La storia di Richard Sorge - probabilmente la spia più famosa del secolo scorso - narrata attraverso il ricordo di amici e collaboratori (ormai invecchiati) a partire dal suo soggiorno a Shanghai nel periodo immediatamente successivo all'occupazione della Manciuria da parte del Giappone. In Cina Sorge comincia a creare il primo nucleo della sua rete spionistica, finché nel 1933 riesce ad ottenere dai suoi  superiori del servizio segreto sovietico il permesso di recarsi in Giappone per  raccogliere informazioni sulla politica estera di Hitler, da poco salito al potere in Germania. La sua attività di copertura è qui, come in Cina, quella di giornalista e, per perfezionarla ulteriormente e non destare il minimo sospetto, Sorge non esiterà a prendere la tessera del partito nazionalsocialista, riuscendo in breve a divenire amico e confidente di Eugen Ott, futuro ambasciatore tedesco in Giappone. Questa mossa, insieme all'ottima rete di collaboratori che era riuscito a creare, consentirà a Sorge di sapere con un certo anticipo le manovre dei tedeschi. Parallelamente all'attività spionistica Sorge in Giappone instaura diverse relazioni sentimentali, dapprima diventando l'amante della moglie dell'ambasciatore, poi instaurando una relazione con una giapponese e, in seguito, con una clavicembalista tedesca ospite dell'ambasciata, arrivata ufficialmente in Giappone per alcuni concerti ma in realtà scappata dalla Germania dopo la presa del potere da parte di Hitler...
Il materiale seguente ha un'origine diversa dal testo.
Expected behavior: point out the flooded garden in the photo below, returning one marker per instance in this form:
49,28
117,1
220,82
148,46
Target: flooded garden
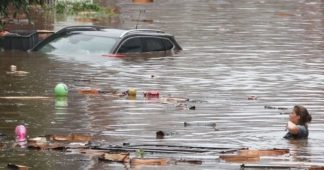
223,102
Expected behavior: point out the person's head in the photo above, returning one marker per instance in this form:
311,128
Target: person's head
300,115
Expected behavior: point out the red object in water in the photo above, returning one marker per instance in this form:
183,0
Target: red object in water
152,94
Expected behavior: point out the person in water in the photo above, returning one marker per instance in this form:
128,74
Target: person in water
298,123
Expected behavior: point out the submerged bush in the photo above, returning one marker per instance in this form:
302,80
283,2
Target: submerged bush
74,8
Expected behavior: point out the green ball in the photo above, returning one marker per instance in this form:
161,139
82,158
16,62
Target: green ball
61,90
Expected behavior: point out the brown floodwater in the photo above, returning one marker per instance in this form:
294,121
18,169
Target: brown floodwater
232,50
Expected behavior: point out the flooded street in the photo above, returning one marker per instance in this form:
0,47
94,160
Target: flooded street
232,50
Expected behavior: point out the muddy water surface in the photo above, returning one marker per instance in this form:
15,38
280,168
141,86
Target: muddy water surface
232,50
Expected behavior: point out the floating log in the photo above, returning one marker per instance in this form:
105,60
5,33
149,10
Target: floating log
16,166
37,140
71,138
25,97
46,146
142,1
17,73
173,100
252,98
272,107
240,158
182,146
149,161
256,166
212,124
115,157
267,152
198,162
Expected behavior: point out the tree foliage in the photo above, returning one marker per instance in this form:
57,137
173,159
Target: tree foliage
14,6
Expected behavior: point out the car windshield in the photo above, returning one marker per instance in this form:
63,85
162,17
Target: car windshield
77,43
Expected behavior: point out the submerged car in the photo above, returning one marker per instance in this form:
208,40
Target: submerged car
98,40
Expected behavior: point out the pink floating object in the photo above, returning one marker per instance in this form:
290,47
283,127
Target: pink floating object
21,133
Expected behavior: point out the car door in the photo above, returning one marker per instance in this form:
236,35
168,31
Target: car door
153,46
131,46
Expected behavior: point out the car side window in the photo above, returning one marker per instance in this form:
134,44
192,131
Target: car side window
131,45
168,45
153,44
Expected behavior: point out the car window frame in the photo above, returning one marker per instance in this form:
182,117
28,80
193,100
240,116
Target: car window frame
144,46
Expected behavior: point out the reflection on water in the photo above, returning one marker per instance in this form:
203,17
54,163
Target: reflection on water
232,50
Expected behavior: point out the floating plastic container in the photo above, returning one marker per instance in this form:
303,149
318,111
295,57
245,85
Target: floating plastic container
19,40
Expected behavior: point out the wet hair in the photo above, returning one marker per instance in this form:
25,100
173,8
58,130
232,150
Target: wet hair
305,117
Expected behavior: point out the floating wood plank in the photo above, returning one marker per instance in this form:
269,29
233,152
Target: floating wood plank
25,97
149,161
267,152
115,157
16,166
240,158
71,138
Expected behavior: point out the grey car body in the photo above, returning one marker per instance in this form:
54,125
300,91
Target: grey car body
100,40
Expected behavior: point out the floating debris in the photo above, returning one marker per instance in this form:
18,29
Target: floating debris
25,97
252,98
266,152
71,137
115,157
212,124
240,158
15,72
149,161
272,107
198,162
160,134
247,155
16,166
151,94
82,80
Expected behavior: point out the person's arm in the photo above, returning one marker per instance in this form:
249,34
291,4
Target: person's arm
292,128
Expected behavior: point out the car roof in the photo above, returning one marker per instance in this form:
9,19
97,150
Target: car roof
111,32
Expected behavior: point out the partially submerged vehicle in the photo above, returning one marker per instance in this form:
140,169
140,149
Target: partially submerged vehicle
98,40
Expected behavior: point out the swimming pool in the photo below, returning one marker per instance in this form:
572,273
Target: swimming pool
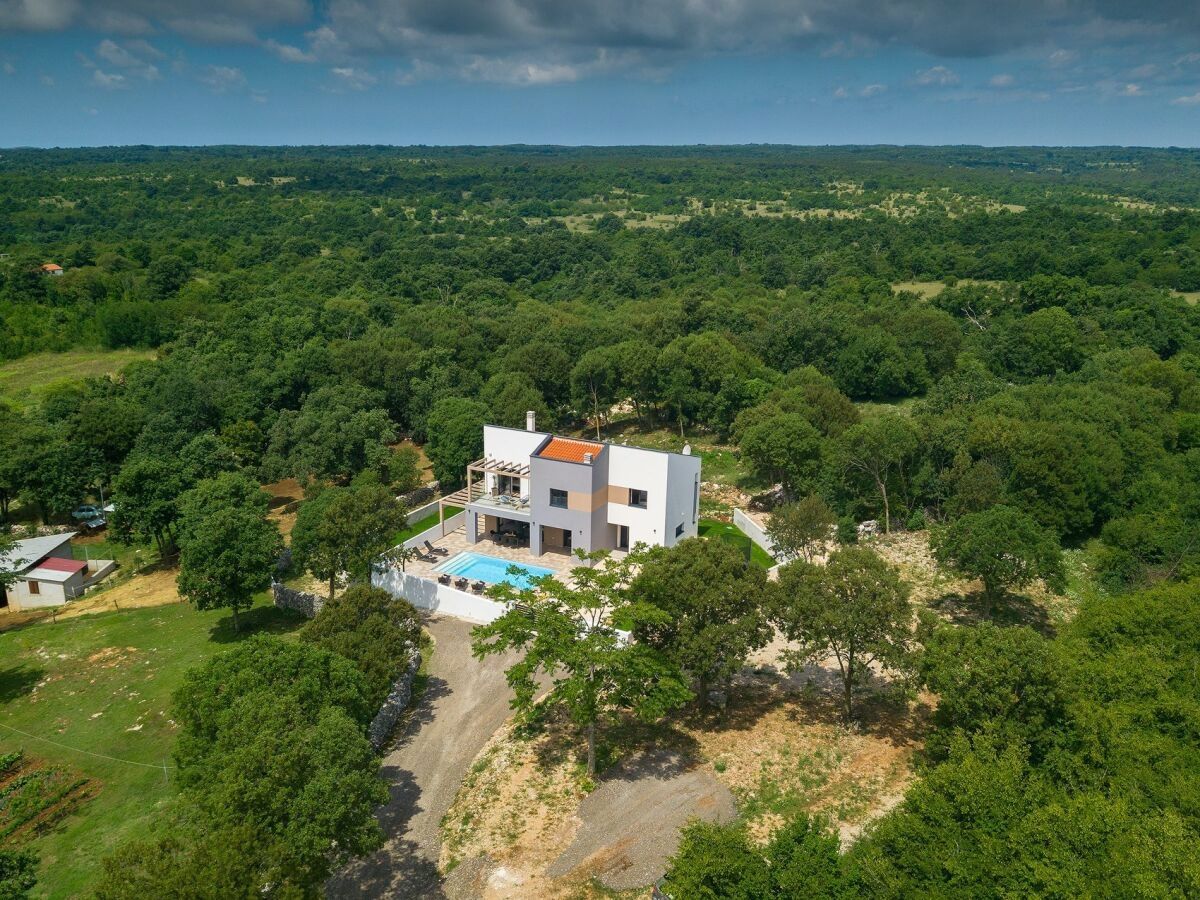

Isabel Kreitz, considerata una delle migliori fumettiste tedesche contemporanee, dedica il suo ultimo romanzo grafico al “giornalista” Richard Sorge, uno dei personaggi più controversi del '900. Del resto la vita di Sorge può essere considerata essa stessa un romanzo: nato in Azerbaijan da madre russa e padre tedesco, dopo aver combattuto come volontario nell'esercito tedesco durante la Grande Guerra (rimanendo ferito in battaglia, circostanza che gli varrà la croce di ferro ma lo renderà claudicante per il resto della sua vita) prese la tessera del partito comunista tedesco, entrando successivamente nei ranghi del servizio segreto sovietico. La sua attività di spionaggio si svolse soprattutto, in Giappone, in qualità di corrispondente della "Frankfurter Zeitung". A Tokyo, grazie alla sua abilità, conquistò la fiducia e l'amicizia dell'ambasciatore tedesco Ott, riuscendo a carpire preziose informazioni che gli consentirono di prevedere in anticipo la data d'inizio della cosiddetta "Operazione Barbarossa", ovvero dell'attacco sferrato nel 1941 da parte della Wehrmacht all'Unione Sovietica. Tuttavia il suo talento non fu supportato da Stalin che in quella circostanza scelse deliberatamente di non ascoltarlo, costringendo l'Armata Rossa ad una terribile battaglia contro l'esercito nazista. Nonostante l'inconcepibile decisione di Stalin, Sorge, sostenuto dal suo grande acume e da un eccellente team di informatori, rimase convinto del fatto che il Giappone non avrebbe sostenuto i tedeschi entrando in guerra contro l'Unione Sovietica. Non appena riuscì ad averne la certezza, avvisò Mosca: stavolta Stalin non lo ignorò, consentendo all'Armata Rossa di respingere l'esercito nazista. La carta vincente di questo riuscito e appassionante lavoro della Kreitz, oltre all'aver adottato una modalità di racconto “cinematografica” sia nella narrazione che nel taglio delle inquadrature, risiede nella scelta di non essersi limitata a porre l'accento sull'attività spionistica di Sorge, affiancando a questa la descrizione del versante più intimo della sua vita, mettendo a nudo i vizi e le virtù di un uomo passionale e tormentato che, pur avendo contribuito – nonostante tutto - a cambiare i destini del mondo, ha pagato con la vita l'essere rimasto coerente ai suoi ideali.